ITV3 started repeating the series on 17 June 2020, with minor edits.

==Film==

A film version of the TV series was made in 1972. While it still starred Diana Coupland and Sid James as the Abbotts, Robin Askwith, who had previously appeared in the TV series, played Mike instead of TV series regular Robin Stewart due to the latter being unable to find time to appear in the film, having already been booked for the summer season on Bournemouth Pier.
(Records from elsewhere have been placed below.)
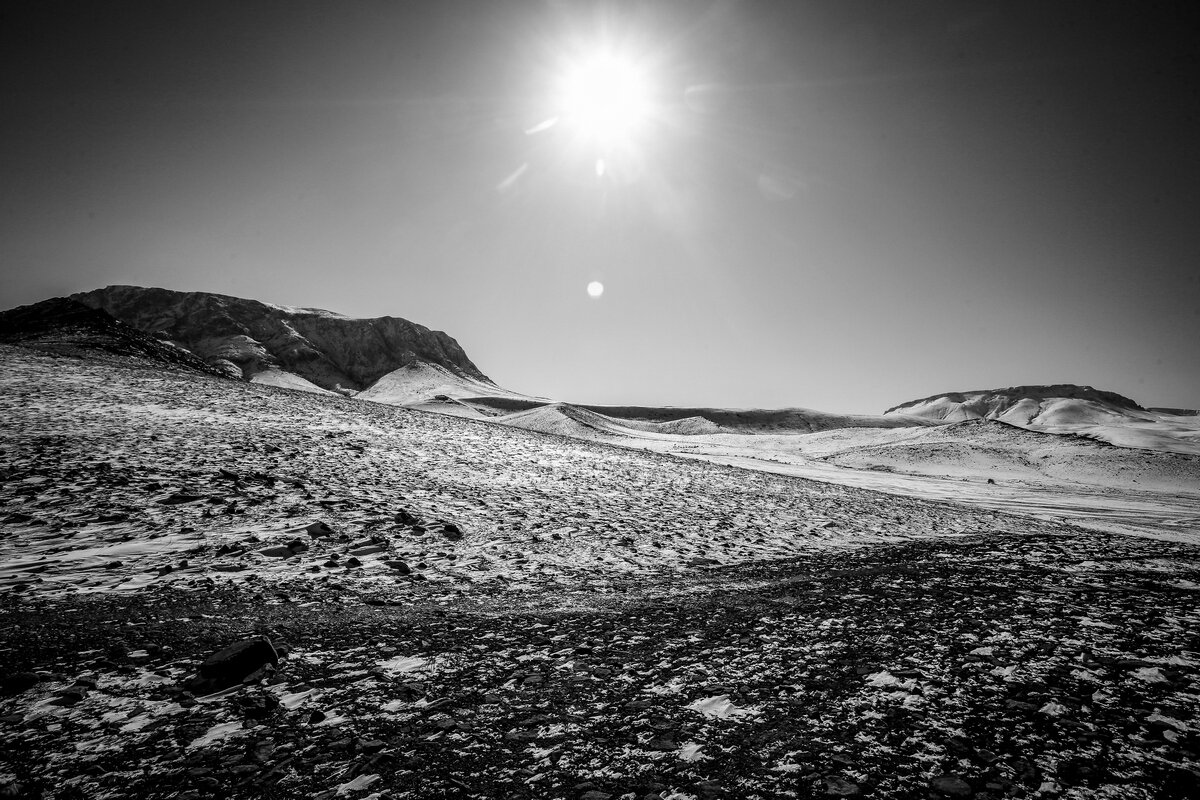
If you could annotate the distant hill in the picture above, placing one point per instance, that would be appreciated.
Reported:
(300, 348)
(69, 328)
(1015, 404)
(1063, 408)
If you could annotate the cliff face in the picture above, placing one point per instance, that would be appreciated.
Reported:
(70, 328)
(244, 337)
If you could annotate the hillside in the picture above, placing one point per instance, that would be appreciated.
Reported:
(213, 588)
(247, 338)
(1067, 409)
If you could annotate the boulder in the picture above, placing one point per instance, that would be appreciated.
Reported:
(231, 666)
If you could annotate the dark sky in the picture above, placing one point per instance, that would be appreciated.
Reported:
(838, 205)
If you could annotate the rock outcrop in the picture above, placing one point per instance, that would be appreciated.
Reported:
(245, 337)
(1060, 403)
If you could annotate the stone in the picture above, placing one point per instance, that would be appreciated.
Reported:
(952, 786)
(840, 787)
(318, 529)
(231, 666)
(18, 683)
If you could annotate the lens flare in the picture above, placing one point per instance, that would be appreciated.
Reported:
(605, 97)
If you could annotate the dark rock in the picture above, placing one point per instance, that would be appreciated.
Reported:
(180, 498)
(18, 683)
(231, 666)
(70, 697)
(333, 352)
(952, 786)
(840, 787)
(406, 517)
(451, 531)
(318, 529)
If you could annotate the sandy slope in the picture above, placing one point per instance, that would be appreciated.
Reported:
(600, 621)
(424, 383)
(1049, 475)
(1067, 409)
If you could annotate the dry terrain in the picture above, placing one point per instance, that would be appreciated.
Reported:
(439, 607)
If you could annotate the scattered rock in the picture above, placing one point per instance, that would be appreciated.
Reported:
(18, 683)
(318, 529)
(952, 786)
(840, 787)
(233, 665)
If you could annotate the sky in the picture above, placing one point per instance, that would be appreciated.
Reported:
(838, 205)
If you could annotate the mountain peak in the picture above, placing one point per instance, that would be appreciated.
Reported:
(244, 337)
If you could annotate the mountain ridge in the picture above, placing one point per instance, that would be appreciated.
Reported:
(245, 337)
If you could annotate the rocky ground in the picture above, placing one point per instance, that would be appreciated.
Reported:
(441, 608)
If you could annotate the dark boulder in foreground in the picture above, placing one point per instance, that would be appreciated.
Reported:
(18, 683)
(233, 665)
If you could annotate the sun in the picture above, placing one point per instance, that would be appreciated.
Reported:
(605, 97)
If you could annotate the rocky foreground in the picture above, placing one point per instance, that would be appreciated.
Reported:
(211, 589)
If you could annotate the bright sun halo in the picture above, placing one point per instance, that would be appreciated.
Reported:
(605, 97)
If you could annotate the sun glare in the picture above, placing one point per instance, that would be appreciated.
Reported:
(605, 97)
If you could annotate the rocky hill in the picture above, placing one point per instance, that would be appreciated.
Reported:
(1019, 404)
(69, 328)
(245, 338)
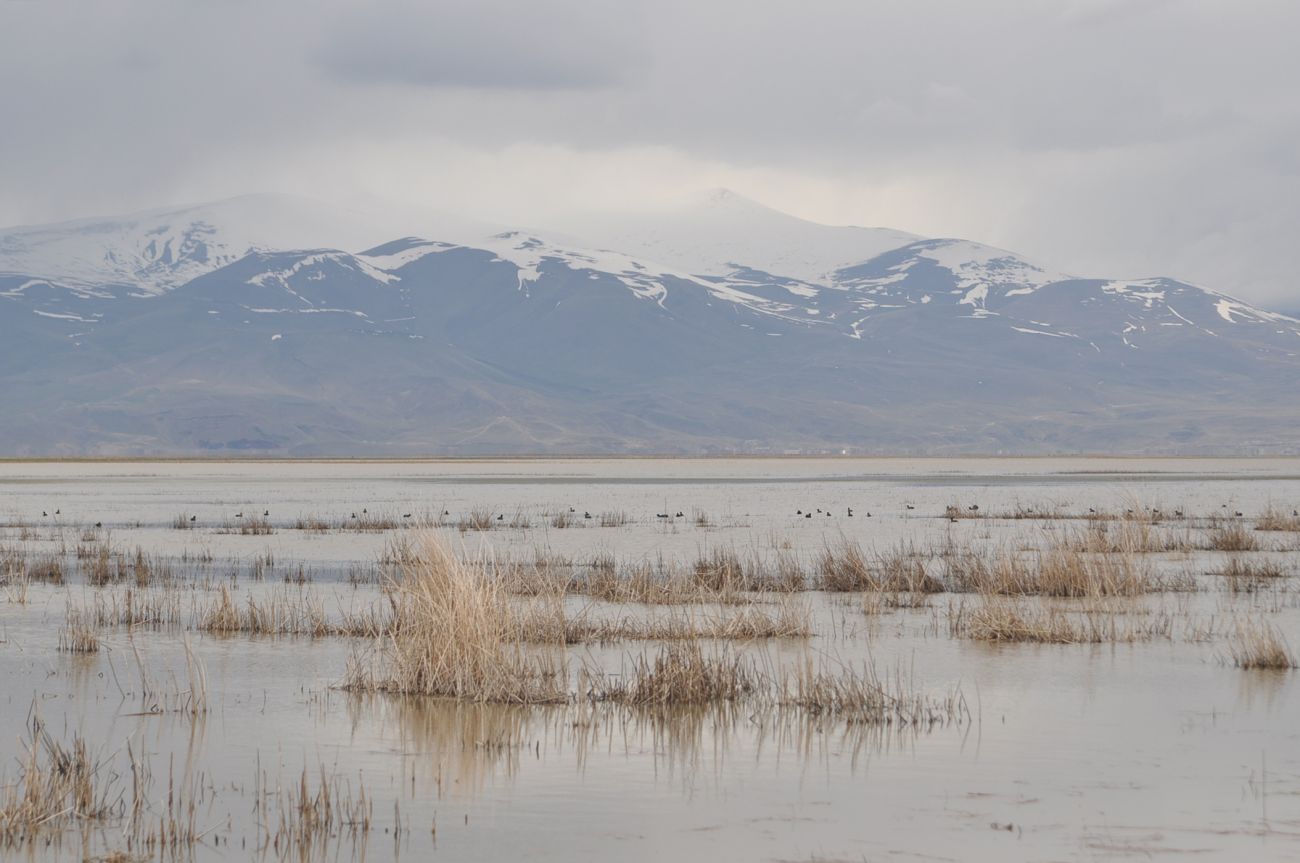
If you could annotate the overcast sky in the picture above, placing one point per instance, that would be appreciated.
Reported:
(1103, 137)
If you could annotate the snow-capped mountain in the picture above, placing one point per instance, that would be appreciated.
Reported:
(274, 325)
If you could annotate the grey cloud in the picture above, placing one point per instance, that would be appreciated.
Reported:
(485, 44)
(1105, 135)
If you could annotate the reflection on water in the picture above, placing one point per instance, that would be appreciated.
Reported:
(1135, 750)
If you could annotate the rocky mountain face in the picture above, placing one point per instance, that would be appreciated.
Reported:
(271, 325)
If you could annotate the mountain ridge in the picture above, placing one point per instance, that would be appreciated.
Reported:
(527, 341)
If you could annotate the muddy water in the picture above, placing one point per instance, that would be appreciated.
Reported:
(1077, 751)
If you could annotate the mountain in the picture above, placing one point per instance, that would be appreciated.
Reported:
(272, 325)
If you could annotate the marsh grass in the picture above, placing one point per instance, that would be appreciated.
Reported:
(1259, 645)
(861, 697)
(1233, 537)
(1274, 519)
(677, 675)
(312, 815)
(846, 568)
(1001, 619)
(1248, 576)
(284, 614)
(78, 634)
(454, 634)
(57, 786)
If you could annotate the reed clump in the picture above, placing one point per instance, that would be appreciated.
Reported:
(1259, 645)
(454, 633)
(1233, 537)
(78, 634)
(57, 788)
(1248, 576)
(679, 675)
(286, 614)
(1001, 619)
(861, 697)
(311, 816)
(1274, 519)
(846, 568)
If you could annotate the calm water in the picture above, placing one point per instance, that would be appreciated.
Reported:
(1079, 751)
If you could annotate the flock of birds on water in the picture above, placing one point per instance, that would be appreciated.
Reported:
(974, 508)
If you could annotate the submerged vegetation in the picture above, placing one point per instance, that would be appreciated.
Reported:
(729, 633)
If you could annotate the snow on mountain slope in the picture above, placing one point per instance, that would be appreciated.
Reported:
(748, 330)
(720, 231)
(157, 250)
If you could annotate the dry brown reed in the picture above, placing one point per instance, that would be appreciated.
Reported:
(845, 568)
(282, 614)
(454, 634)
(1000, 619)
(859, 697)
(1274, 519)
(1248, 576)
(1233, 537)
(679, 675)
(57, 788)
(1256, 644)
(78, 633)
(312, 816)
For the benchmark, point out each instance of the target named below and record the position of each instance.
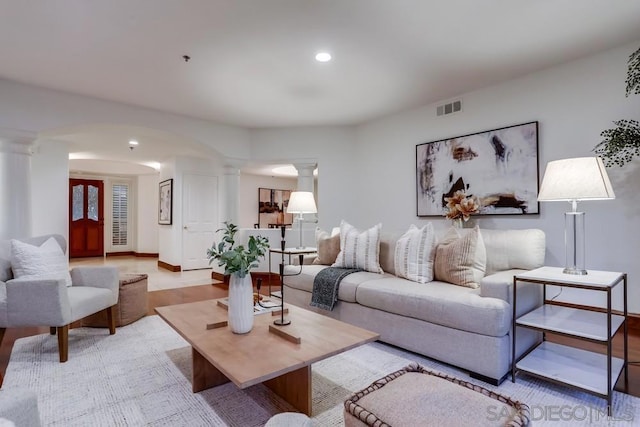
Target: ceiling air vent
(450, 108)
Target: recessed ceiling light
(323, 57)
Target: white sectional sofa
(465, 327)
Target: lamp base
(576, 271)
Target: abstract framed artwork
(499, 168)
(165, 202)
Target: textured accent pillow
(461, 260)
(46, 261)
(414, 254)
(328, 247)
(359, 249)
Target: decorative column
(305, 183)
(15, 183)
(232, 190)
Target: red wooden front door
(86, 218)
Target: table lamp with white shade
(574, 180)
(301, 202)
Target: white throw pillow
(414, 254)
(359, 249)
(46, 261)
(461, 260)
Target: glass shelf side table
(593, 372)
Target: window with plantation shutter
(120, 214)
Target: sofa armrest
(37, 302)
(500, 285)
(97, 277)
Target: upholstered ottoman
(414, 396)
(132, 302)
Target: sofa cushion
(328, 247)
(39, 262)
(359, 249)
(414, 254)
(461, 260)
(514, 249)
(438, 302)
(346, 290)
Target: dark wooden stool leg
(63, 342)
(111, 319)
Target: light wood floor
(198, 293)
(159, 278)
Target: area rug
(141, 377)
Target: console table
(589, 371)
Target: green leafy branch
(237, 259)
(622, 143)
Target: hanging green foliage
(622, 143)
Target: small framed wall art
(165, 202)
(498, 168)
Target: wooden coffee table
(220, 356)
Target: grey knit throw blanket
(325, 286)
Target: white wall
(39, 110)
(573, 104)
(332, 148)
(147, 214)
(249, 185)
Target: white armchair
(49, 301)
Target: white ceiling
(252, 61)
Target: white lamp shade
(302, 202)
(581, 178)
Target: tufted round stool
(132, 302)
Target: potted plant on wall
(237, 261)
(622, 143)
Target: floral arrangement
(460, 206)
(237, 259)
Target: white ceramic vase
(240, 310)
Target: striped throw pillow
(359, 249)
(461, 260)
(414, 254)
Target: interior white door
(200, 219)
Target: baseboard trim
(123, 253)
(132, 253)
(167, 266)
(255, 275)
(224, 278)
(633, 319)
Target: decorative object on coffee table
(237, 261)
(574, 180)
In addition, it featured "new" neighbours played by Terry Scott and June Whitfield. June later guest starred in an episode of the regular series, although as a different character. The part of Trevor was also recast with Peter Butterworth replacing Jackson. All the original actors returned for series three. Additionally, Mike gets married at the end of the film; this had no effect on the storylines in the television series.